On Tuesday, 20 August 2013 at 12:59:13 UTC, Andrej Mitrovic wrote:
On 8/19/13, Ramon <s...@thanks.no> wrote:
Plus UTF, too. Even UTF-8, 16 (a very practical compromise
in
my minds eye because with 16 bits one can deal with *every*
language while still not wasting memory).
UTF-8 can deal with every language as well. But perhaps you
meant
something else here.
Anyway welcome aboard!
I think he meant that every "modern spoken/written" language fits
in the "Basic Multilingual Plane", for which each codepoint fits
in a single UTF16 code unit (2 bytes). Multiple codeunit
uncodings in UTF-16 are *very* rare.
On the other hand, if you encode japanese into UTF-8, then you'll
spend *3* bytes per codepoint, ergo, "wasted memory".
@ Ramon:
I think that is a fallacy:
http://en.wikipedia.org/wiki/UTF-8#Compared_to_UTF-16
Real world usage is *dominated* by ASCII chars.
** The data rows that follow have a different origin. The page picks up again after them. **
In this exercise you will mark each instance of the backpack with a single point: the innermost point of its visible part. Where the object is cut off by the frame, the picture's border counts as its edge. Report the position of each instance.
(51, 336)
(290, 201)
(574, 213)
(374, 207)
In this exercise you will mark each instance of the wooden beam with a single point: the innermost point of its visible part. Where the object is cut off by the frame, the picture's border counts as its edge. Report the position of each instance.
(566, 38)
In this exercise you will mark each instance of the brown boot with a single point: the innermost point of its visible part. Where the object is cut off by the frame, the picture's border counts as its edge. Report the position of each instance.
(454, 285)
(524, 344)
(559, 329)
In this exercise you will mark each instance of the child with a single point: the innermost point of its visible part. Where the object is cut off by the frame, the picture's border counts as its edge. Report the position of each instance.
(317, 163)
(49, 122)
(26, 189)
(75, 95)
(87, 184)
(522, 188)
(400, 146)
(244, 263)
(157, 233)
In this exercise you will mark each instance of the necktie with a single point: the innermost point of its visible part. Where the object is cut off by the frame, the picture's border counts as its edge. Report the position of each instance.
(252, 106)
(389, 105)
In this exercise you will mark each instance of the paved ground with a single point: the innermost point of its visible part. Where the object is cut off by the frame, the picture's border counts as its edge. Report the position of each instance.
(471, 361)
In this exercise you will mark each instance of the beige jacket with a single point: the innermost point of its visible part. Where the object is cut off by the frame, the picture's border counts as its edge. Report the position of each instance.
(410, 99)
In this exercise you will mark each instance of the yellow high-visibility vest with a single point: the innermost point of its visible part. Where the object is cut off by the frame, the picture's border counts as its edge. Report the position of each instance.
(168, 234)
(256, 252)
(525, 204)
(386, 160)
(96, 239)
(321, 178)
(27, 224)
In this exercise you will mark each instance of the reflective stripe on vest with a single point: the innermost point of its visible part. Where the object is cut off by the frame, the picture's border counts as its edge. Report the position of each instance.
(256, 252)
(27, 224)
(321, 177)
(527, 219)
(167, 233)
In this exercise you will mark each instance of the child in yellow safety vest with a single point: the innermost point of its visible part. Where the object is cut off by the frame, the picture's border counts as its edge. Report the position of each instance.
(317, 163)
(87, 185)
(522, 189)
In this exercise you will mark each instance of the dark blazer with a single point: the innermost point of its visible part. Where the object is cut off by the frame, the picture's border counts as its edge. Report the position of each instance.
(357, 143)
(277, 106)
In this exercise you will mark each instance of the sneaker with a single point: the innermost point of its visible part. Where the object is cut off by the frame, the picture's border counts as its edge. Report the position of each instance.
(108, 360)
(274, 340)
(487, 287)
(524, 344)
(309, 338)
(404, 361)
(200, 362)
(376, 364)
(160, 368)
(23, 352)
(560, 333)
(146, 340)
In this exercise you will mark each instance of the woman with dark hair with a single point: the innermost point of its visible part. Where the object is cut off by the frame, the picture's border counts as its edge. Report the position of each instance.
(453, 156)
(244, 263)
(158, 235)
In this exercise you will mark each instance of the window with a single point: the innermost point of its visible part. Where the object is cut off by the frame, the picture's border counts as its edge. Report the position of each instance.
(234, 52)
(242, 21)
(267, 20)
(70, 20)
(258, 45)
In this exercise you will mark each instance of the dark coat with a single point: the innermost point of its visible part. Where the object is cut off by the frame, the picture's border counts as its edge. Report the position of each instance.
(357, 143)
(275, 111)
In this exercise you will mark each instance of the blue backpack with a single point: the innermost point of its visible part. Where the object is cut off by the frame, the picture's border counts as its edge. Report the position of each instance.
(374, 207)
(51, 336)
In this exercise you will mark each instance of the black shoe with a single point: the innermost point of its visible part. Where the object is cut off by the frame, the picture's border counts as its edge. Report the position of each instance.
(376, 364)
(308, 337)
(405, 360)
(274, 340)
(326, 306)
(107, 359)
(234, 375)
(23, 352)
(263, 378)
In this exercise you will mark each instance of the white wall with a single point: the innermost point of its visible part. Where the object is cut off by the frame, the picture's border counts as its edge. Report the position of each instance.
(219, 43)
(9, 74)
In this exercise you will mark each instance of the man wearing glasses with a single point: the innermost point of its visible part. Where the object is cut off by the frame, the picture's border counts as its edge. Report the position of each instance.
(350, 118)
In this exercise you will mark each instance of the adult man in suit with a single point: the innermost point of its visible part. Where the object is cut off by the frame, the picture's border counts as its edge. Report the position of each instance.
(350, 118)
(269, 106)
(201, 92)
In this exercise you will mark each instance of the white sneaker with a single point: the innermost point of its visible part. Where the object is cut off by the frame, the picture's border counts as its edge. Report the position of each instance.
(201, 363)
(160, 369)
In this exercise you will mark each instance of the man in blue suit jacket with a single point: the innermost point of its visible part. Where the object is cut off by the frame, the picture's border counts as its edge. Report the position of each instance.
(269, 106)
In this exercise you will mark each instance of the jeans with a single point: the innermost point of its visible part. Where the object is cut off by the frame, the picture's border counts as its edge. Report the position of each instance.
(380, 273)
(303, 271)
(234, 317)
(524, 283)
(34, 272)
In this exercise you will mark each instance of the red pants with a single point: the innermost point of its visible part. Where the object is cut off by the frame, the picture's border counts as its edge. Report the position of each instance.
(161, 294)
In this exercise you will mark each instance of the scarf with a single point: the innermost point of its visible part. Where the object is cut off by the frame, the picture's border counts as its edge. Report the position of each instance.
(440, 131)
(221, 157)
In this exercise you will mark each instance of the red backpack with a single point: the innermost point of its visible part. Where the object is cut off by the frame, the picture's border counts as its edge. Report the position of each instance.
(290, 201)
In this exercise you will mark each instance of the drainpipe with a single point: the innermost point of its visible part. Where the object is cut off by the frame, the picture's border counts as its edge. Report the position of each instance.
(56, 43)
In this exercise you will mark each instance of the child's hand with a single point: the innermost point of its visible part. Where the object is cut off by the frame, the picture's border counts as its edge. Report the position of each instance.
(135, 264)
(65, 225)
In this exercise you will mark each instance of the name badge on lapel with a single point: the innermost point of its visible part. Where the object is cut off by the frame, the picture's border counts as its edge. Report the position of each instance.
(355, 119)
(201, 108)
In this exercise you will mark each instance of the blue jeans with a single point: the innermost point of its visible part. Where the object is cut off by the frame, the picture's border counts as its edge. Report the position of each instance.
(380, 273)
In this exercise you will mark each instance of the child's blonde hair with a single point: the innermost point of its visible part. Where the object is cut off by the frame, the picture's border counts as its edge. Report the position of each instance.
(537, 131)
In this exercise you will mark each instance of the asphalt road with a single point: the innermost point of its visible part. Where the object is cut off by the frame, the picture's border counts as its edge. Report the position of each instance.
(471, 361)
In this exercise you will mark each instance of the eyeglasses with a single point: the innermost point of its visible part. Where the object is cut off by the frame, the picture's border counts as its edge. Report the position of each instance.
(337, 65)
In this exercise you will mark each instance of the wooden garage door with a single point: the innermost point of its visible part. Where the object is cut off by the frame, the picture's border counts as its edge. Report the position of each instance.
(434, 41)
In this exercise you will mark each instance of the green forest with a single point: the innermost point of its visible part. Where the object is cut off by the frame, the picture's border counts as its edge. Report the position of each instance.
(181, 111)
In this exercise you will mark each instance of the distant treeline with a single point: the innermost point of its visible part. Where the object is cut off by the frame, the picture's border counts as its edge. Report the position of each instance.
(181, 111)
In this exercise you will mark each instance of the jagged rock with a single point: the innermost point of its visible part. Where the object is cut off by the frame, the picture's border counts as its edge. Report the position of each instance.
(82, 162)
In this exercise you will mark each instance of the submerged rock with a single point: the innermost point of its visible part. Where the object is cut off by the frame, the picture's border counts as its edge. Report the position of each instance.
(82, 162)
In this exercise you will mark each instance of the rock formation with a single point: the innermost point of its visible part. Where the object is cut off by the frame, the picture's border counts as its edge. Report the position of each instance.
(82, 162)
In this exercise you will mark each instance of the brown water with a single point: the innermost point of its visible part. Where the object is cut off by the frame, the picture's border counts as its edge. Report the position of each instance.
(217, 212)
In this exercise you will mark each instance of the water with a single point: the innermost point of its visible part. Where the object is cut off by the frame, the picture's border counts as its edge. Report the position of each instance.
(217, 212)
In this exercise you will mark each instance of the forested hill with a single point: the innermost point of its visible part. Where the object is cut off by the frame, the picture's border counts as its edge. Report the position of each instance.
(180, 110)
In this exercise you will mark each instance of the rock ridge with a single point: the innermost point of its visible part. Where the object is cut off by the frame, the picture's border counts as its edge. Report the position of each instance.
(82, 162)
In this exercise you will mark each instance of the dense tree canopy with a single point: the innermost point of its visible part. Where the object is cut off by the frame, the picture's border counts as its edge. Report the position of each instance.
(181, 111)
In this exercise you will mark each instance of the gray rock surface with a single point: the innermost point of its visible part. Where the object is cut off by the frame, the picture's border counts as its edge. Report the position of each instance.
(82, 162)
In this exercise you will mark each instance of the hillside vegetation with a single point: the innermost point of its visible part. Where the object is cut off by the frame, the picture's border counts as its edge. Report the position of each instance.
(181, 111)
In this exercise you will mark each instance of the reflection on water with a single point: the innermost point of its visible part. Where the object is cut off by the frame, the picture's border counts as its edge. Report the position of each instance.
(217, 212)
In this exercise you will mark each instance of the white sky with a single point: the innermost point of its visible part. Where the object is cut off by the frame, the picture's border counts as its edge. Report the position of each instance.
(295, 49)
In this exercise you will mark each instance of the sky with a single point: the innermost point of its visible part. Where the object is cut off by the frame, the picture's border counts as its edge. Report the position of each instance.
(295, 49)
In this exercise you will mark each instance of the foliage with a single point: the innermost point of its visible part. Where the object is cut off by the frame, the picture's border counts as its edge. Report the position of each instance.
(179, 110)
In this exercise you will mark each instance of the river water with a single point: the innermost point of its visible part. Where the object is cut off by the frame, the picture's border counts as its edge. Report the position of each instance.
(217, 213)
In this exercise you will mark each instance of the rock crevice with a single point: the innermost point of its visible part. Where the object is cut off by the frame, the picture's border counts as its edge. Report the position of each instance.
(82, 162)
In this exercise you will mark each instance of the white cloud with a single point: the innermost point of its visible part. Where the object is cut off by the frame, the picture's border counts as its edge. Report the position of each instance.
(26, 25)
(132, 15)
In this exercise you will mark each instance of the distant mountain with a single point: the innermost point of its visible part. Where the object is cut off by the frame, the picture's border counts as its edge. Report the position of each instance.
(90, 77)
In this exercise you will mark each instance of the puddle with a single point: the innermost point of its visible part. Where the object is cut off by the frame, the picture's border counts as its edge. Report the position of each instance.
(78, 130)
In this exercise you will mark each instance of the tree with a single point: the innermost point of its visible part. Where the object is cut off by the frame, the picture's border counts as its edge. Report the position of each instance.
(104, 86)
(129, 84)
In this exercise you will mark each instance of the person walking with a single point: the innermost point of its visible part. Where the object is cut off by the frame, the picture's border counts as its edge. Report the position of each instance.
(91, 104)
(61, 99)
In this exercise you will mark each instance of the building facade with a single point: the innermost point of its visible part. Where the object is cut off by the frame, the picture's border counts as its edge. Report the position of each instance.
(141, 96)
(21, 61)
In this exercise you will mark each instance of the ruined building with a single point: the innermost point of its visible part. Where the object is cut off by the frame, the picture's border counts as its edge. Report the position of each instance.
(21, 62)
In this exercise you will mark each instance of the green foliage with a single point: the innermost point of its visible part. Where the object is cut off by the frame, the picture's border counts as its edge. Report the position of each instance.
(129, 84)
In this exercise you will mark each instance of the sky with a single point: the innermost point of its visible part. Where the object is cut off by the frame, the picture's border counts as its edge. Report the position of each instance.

Unless you have a
very specific use case, then, UTF8 will occupy *less* room than
UTF16, even if it contains a lot of foreign characters.
Furthermore, UTF-8 is pretty much the "standard". If you keep
UTF-16, you will probably end up regularly transcoding to UTF-8
to interface with char* functions.
Arguably, the "only" (IMO) usecase for UTF-16, is interfacing
with windows' UCS-2 API. But even then, there'll still be some
overhead, to make sure you don't have any dual-encoded in your
streams.